John McGovern
Viewpoints Editor
The Italian Prime Minister Silvio Berlusconi announced his decision to step down as the Head of Government. The act is pending approval of financial legislation to stabilize the economy, after failing to accrue a majority of votes in a recent vote in the Italian Parliament. Berlusconi fought opponents from the Democratic Party coalition and from within his own party for several months to retain control over Parliament, however 320 Members of Parliament opted not to vote in his measure on financial planning, with 318 for and one abstention.
This declaration stands in addition to reports that Greek Prime Minister George Papandreou will resign to pave the way for an interim government with an election next year. Papandreou’s decision follows his attempt to put the European bailout package to a national vote, which led the International Monetary Fund and several European leaders to declare that Greece wouldn’t receive any new aid until the referendum passed. Greece stands to gain €8 billion in aid by the end of the month from the European Central Bank.

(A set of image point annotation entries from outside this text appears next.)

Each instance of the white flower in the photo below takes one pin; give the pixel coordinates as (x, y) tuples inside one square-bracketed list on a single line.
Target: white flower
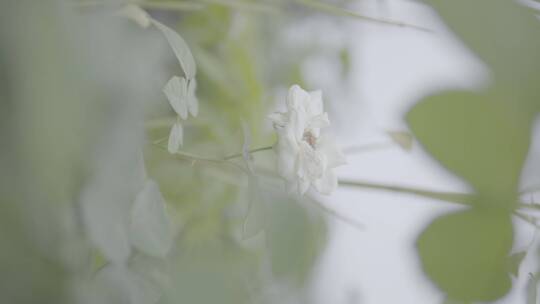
[(136, 14), (181, 95), (175, 137), (305, 156)]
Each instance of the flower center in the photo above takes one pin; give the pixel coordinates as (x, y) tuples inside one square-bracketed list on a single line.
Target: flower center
[(309, 138)]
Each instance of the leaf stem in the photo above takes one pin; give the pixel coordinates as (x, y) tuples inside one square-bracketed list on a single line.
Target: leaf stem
[(460, 198), (337, 11), (236, 155)]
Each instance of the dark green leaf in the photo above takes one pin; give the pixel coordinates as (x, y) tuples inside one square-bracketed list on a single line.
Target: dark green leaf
[(293, 238), (505, 35), (477, 138), (514, 261), (465, 254)]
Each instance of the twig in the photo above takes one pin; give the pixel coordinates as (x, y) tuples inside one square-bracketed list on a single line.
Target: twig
[(337, 11), (354, 223), (250, 151)]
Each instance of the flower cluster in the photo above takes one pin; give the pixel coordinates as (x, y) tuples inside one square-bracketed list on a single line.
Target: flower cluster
[(181, 95), (306, 157)]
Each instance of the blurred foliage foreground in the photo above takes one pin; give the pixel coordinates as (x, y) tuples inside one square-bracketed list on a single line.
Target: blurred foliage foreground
[(94, 211)]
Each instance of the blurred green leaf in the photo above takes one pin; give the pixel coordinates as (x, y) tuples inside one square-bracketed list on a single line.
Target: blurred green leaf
[(150, 229), (465, 254), (514, 261), (505, 35), (532, 289), (476, 137), (255, 219), (293, 238), (180, 49)]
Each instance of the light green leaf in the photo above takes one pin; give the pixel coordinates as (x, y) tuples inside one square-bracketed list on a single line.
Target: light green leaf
[(150, 230), (504, 34), (137, 14), (403, 139), (176, 91), (255, 218), (479, 139), (465, 254), (532, 289), (176, 137), (514, 261), (293, 238), (180, 49)]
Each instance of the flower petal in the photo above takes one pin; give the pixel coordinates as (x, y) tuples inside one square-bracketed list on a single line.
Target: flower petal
[(193, 102), (334, 155), (315, 106), (175, 138), (175, 90), (136, 14), (150, 230), (319, 121), (327, 183), (297, 98)]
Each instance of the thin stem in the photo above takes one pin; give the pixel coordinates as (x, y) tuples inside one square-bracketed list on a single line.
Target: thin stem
[(460, 198), (159, 5), (194, 159), (352, 222), (368, 147), (337, 11), (236, 155), (245, 5)]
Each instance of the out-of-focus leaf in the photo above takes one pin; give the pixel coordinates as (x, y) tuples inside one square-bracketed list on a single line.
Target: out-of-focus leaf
[(255, 218), (505, 35), (150, 230), (514, 261), (176, 137), (403, 139), (479, 139), (213, 273), (465, 254), (532, 289), (293, 239), (118, 284), (180, 49), (136, 14), (176, 91)]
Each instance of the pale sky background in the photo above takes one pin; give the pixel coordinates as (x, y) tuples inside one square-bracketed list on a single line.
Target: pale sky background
[(391, 68)]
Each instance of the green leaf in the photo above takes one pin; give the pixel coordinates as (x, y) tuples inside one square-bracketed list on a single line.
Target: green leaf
[(477, 138), (514, 261), (532, 289), (465, 254), (180, 49), (293, 239), (255, 218), (504, 34), (150, 230)]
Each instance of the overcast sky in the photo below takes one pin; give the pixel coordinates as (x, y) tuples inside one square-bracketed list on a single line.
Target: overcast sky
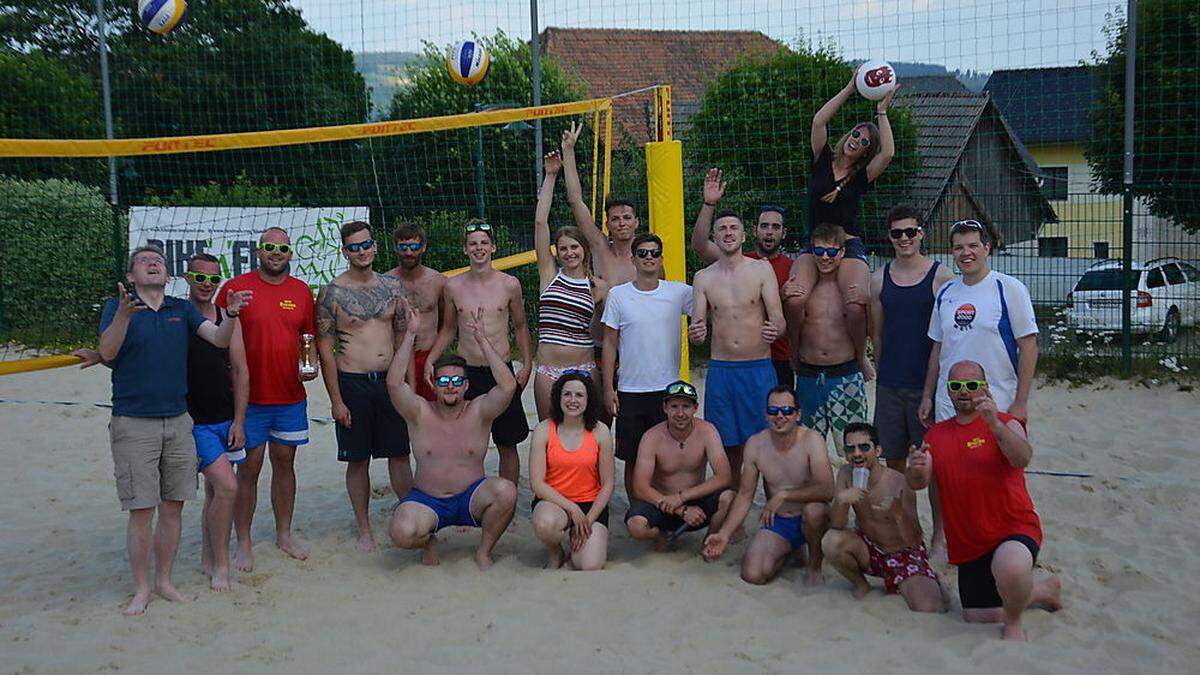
[(965, 34)]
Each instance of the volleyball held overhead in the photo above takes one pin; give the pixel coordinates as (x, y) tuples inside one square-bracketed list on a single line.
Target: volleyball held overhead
[(467, 61)]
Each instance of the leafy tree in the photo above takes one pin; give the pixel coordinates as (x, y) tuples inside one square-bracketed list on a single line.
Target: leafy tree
[(1167, 148), (754, 124)]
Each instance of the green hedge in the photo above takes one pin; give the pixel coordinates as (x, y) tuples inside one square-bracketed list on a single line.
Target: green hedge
[(58, 261)]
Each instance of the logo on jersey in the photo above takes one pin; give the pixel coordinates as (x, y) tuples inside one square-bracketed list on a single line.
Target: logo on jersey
[(964, 316)]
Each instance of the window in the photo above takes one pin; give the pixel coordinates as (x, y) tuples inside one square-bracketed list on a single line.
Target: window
[(1053, 246), (1054, 183)]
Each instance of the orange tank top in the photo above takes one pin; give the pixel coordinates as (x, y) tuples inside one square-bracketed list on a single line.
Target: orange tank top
[(574, 473)]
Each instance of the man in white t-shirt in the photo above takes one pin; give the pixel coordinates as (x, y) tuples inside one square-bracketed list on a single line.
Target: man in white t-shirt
[(987, 317), (641, 321)]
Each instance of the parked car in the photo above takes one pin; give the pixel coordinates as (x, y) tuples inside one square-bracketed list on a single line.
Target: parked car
[(1165, 298)]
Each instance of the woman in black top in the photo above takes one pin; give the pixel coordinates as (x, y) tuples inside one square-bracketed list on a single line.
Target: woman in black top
[(839, 179)]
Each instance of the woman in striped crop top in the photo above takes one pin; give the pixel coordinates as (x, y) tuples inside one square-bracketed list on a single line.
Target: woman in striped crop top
[(570, 297), (571, 473)]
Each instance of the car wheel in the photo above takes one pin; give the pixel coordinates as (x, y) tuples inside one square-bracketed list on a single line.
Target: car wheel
[(1171, 324)]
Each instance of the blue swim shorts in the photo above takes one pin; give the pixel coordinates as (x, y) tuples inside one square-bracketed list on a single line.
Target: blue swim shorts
[(736, 398), (286, 424), (450, 511), (210, 443)]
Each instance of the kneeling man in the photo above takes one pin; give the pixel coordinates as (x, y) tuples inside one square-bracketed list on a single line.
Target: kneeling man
[(798, 482), (670, 487), (450, 438), (887, 541)]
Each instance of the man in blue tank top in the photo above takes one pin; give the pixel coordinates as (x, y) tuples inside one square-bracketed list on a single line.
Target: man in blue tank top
[(903, 294)]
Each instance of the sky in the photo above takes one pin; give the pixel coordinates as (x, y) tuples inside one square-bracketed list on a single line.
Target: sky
[(981, 35)]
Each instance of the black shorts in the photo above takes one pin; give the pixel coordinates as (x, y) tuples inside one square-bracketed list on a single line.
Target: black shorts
[(636, 412), (977, 586), (511, 426), (669, 524), (585, 507), (376, 428)]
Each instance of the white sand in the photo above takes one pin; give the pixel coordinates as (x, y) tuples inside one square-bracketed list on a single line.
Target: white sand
[(1123, 544)]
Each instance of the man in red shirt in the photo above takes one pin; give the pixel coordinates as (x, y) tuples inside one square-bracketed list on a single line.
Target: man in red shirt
[(277, 413), (768, 240), (978, 459)]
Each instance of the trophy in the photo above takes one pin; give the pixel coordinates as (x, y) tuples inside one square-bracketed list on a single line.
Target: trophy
[(306, 365)]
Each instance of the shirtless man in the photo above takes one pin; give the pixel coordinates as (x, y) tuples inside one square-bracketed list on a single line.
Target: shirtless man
[(829, 386), (424, 287), (886, 541), (743, 297), (360, 320), (798, 482), (450, 436), (498, 296), (673, 495)]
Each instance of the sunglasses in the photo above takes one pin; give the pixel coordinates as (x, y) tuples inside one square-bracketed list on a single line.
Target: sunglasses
[(681, 388), (201, 278), (971, 384), (910, 232), (827, 251), (360, 246)]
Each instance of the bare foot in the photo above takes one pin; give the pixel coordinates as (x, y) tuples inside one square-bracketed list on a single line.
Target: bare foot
[(292, 547), (366, 542), (138, 604), (244, 560), (169, 592), (220, 579)]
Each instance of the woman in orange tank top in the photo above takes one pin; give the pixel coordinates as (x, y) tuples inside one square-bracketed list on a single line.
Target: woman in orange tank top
[(571, 472)]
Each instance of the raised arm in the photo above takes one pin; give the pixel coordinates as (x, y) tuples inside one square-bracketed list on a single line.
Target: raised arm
[(546, 264), (714, 189), (887, 142)]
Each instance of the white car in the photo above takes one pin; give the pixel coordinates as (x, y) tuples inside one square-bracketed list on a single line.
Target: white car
[(1165, 298)]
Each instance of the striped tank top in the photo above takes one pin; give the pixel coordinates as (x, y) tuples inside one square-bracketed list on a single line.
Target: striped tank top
[(564, 312)]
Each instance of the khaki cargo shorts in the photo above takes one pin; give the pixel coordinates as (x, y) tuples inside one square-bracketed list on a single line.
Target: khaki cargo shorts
[(154, 459)]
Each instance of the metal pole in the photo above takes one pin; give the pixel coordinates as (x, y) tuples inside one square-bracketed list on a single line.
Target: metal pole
[(106, 91), (1127, 192), (535, 47)]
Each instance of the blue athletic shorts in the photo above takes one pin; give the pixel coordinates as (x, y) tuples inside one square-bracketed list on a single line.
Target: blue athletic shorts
[(736, 398), (790, 527), (210, 443), (286, 424), (450, 511)]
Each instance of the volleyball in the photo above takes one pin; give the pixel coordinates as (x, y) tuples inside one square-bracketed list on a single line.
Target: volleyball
[(161, 16), (875, 79), (467, 63)]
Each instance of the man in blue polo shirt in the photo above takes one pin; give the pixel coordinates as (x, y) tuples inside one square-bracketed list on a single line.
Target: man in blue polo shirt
[(143, 336)]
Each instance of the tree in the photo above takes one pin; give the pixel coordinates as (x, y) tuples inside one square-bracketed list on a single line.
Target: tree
[(1167, 148), (754, 124)]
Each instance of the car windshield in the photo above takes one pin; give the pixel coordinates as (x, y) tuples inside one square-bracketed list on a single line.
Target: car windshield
[(1105, 280)]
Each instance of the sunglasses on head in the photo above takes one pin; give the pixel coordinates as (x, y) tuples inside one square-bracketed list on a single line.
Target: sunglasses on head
[(971, 384), (910, 232), (360, 246), (201, 278)]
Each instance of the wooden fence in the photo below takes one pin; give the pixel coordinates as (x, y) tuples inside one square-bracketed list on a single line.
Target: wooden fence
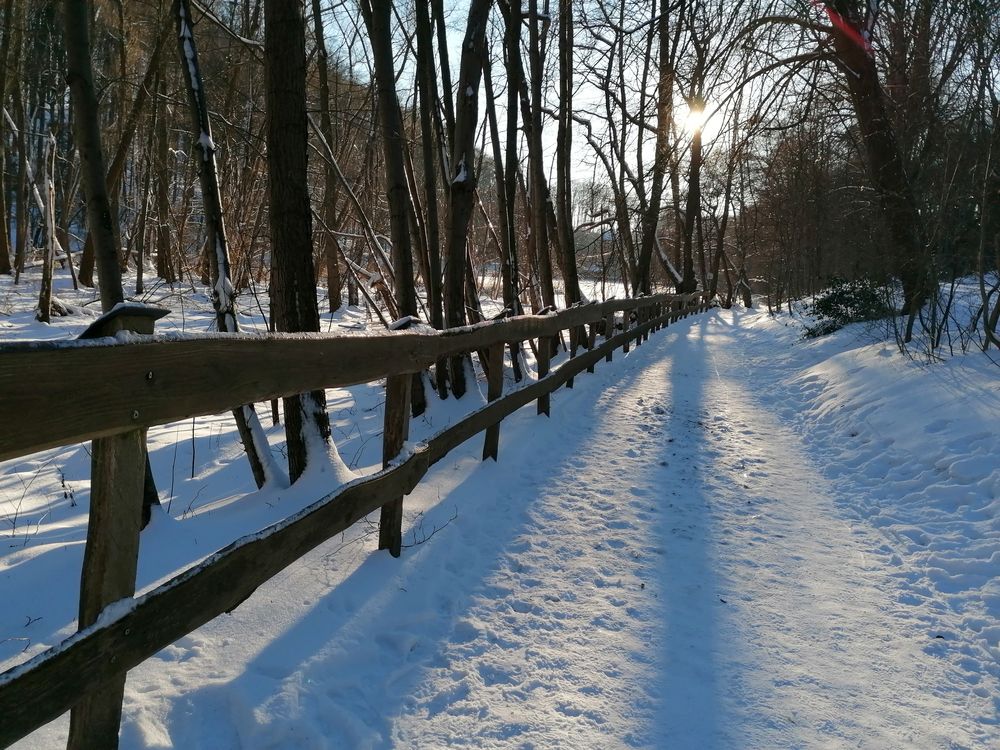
[(135, 382)]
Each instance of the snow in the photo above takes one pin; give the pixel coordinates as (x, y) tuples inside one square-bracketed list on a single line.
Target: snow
[(731, 537), (462, 174)]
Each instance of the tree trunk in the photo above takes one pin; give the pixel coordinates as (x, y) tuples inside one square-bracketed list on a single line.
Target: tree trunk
[(377, 15), (87, 131), (564, 143), (223, 293), (463, 177), (329, 253), (885, 163)]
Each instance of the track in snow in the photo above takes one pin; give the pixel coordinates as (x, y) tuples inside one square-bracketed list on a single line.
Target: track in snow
[(664, 563)]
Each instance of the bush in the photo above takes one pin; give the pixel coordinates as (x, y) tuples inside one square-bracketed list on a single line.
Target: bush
[(847, 302)]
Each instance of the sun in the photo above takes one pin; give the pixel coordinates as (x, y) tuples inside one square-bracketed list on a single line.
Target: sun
[(694, 118)]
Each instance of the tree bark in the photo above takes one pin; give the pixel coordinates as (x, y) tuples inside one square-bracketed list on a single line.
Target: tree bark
[(293, 279), (464, 177), (222, 291), (330, 254), (86, 123)]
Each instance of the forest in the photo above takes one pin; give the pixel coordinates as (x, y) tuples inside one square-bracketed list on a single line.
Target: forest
[(380, 228), (425, 151)]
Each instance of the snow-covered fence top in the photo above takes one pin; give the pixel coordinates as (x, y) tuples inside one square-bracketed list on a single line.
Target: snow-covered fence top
[(132, 381), (138, 381)]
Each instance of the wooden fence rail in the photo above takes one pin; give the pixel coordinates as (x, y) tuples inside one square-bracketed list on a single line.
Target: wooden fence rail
[(189, 372)]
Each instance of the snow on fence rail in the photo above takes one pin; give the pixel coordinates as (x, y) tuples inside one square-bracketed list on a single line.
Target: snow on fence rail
[(140, 382)]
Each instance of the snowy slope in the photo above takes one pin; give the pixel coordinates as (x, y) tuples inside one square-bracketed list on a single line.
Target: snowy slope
[(729, 538)]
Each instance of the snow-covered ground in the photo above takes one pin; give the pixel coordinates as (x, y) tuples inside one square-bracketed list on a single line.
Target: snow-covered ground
[(731, 537)]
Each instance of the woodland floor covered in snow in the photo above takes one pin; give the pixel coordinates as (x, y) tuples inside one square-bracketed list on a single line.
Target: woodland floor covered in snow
[(729, 538)]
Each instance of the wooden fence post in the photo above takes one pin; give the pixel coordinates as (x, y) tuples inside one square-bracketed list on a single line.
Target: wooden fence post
[(117, 481), (626, 314), (494, 389), (395, 431), (609, 331), (394, 434), (544, 353)]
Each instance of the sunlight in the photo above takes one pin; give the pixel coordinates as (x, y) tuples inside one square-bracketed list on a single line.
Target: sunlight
[(694, 119)]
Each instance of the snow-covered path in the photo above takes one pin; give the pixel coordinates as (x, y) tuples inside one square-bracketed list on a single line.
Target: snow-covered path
[(670, 561)]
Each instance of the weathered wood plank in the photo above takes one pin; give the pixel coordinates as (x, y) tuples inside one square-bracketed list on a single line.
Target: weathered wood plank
[(494, 389), (48, 685), (542, 362), (395, 432), (118, 474), (163, 379), (38, 691)]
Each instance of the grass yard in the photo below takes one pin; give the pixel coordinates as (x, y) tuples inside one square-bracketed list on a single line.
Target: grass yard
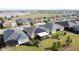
[(37, 15), (46, 45)]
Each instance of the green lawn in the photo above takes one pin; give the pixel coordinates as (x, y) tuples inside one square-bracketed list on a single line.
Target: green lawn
[(47, 44)]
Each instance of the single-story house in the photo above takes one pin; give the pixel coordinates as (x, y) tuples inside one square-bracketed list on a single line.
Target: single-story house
[(15, 36), (52, 27), (67, 23), (75, 29)]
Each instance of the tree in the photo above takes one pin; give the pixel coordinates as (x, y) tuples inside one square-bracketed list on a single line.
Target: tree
[(68, 41), (55, 48), (58, 44), (57, 36), (2, 20)]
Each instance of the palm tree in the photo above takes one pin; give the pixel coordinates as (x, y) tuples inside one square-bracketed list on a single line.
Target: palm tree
[(68, 41), (58, 44), (2, 20), (55, 48)]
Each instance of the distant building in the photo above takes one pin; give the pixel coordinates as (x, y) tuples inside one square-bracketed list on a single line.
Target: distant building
[(23, 21), (16, 36), (52, 27), (9, 23)]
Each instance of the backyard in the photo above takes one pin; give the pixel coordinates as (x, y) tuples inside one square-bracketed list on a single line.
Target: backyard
[(46, 44)]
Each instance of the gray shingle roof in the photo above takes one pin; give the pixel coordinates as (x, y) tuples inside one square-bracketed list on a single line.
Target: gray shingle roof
[(51, 26), (67, 23), (39, 30), (11, 34), (23, 20), (29, 30)]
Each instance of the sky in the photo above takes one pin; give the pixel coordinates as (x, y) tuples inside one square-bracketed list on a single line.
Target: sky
[(38, 4)]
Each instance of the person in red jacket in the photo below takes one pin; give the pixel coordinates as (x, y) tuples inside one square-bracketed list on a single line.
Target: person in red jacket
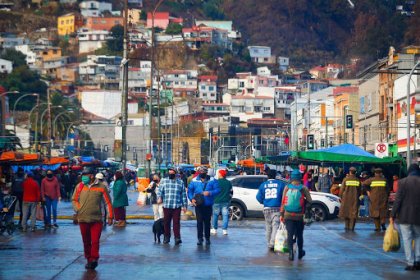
[(50, 192), (31, 196)]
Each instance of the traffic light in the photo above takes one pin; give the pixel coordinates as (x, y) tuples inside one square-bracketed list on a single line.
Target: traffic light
[(417, 97), (349, 121), (310, 142)]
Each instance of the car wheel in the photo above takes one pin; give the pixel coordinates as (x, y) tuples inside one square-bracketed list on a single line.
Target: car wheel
[(319, 213), (236, 212)]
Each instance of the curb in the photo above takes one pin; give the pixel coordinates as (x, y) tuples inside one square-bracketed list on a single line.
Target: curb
[(128, 217)]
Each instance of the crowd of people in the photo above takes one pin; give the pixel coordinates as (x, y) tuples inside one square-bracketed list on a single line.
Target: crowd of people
[(285, 201)]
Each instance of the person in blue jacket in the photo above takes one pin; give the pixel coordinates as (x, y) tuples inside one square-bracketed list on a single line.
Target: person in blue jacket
[(209, 188), (270, 194)]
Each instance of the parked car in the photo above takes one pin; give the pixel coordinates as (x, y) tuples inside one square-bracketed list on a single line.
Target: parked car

The shuffle in high-ranking positions comes at a critical time in Europe’s slow and frustrating process to alleviate trillions of dollars of debt accrued by several European Union member countries. The creation of the European Financial Stability Facility in May 2010 allotted some €750 billion aimed at supporting banks across the continent. Part of this sum went to Greece, who eventually received an additional €110 billion through the International Monetary Fund and several European governments. Meanwhile, Italy possesses a debt of €1.9 trillion, and economists fear the country could easily find itself in a situation reminiscent of Greece or worse.
Portugal, Spain and Ireland loom on the horizon as nations susceptible to similar economic measures, however the focus remains largely on Greece. The financial problems have been attributed to an overabundance of loans following the abandonment of the traditional Greek currency, the drachma, in favor of the euro in 2001. This coincided with spending large sums of money on projects such as those in preparation for the 2004 Olympic Games in Athens.
The crisis in confidence across several European nations comes at a time where many economists, political leaders and citizens express severe doubts in the longevity of the Eurozone. Of the 27 EU member states, 17 use the euro, with rules regarding inflation, minting and other fiscal policy under the direction of the European Central Bank. A central issue in the economic crisis remains how much the ECB will pay in recovery funds, and what role individual governments and the private sector will play.
As of press time, Greece had not selected a new leader, however speculation points to opposition leader Antonis Samaras or economist Lucas Papademos (NY Times). Italy could opt to keep the current coalition government in power with another leader, or elect a new Parliament to determine Berlusconi’s successor. Possible candidates include chief of staff Gianni Letta or economist Mario Monti.